Chinese Open Source Model Roundup

DeepSeek, Qwen3, variants and more

May 01, 2025

Chinese open source models have become increasingly relevant in 2025, featuring a lineup of strong models with permissive open source licenses, making them attractive options for businesses and enthusiasts.

DeepSeek surprised everyone in early 2025 by releasing r1, the first powerful, open source reasoning model. Alibaba recently updated its Qwen line of open source models with 8 new reasoning models in the Qwen3 model line, each trained with over 36 trillion tokens. Additionally, the Knowledge Engineering Group (KEG) & Data Mining (THUDM) from Tsinghua University updated its great GLM model line with a set of reasoning and non-reasoning models in the new GLM-4 model family. Chinese open source models are coming fast.

But there have also been concerns about the impact of Chinese censorship on Chinese AI models, and several organizations have modified these open source models to try to improve or adjust their responsiveness to user queries.

Microsoft AI’s HuggingFace page for MAI-DS-R1

How are these models for political speech? How relevant is the censorship required by the Chinese government? How successful were third party efforts to modify these models?

Read on to find out.

SpeechMap and our Methodology

SpeechMap.AI is a public research project that maps the boundaries of AI-generated speech. Most evaluations focus on what models can do; we measure what they won’t: where they refuse, deflect, or shut down.

AI models are rapidly becoming infrastructure for public discourse. They shape how people write, search, argue, and learn. If they limit what you can express, or only respond to certain viewpoints, we think it matters.

To find out where the boundaries lie, we’ve curated over 2000 different requests on more than 500 topics so that we can map where models will help users articulate their beliefs, and where they’ll refuse.

Responses to these requests are categorized as one of the following:

Compliant (the model satisfied the user request),
Denial (the model directly refused the user request),
Evasive (the model did not give the user exactly what they requested, or tried to redirect the user, but did not deny them outright), or
Error (this indicates an API-level error. Persistent errors are often an indication of an additional layer of monitoring that censors requests on certain topics, beyond the model itself.)

Everything we do, code and data alike, is open source, and can be explored starting from our website.

AI and Political Speech in China

Chinese model producers must comply with Chinese state restrictions on speech. In previous work we’ve evaluated models for their willingness to criticize various governments, and confirmed that Chinese models are broadly censored to avoid criticism of the Chinese government.

While SpeechMap is presently focused on speech from a US perspective, we believe the question of Chinese political censorship is important and relevant, so for this update we’ve included additional analysis of a small set of China-specific questions from some of our previous work to get a measure on the current state of political censorship in Chinese AI.

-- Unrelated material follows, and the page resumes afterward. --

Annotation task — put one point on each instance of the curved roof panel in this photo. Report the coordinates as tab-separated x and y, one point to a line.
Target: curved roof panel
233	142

Often models will answer questions differently in different languages, so our Chinese question set is translated into three languages: English, Chinese and Finnish. English and Chinese are obvious choices; Finnish was added because it is linguistically distant from both English and Chinese, and so might reveal interesting differences or gaps in censorship, in cases where models have failed to generalize training between languages.

DeepSeek and Variants

DeepSeek has released some of the most powerful open source (MIT license) reasoning and non-reasoning models so far in 2025. Their models created quite a stir at release, highlighting Chinese AI lab progress amid concerns over potential Chinese censorship and geopolitical tension.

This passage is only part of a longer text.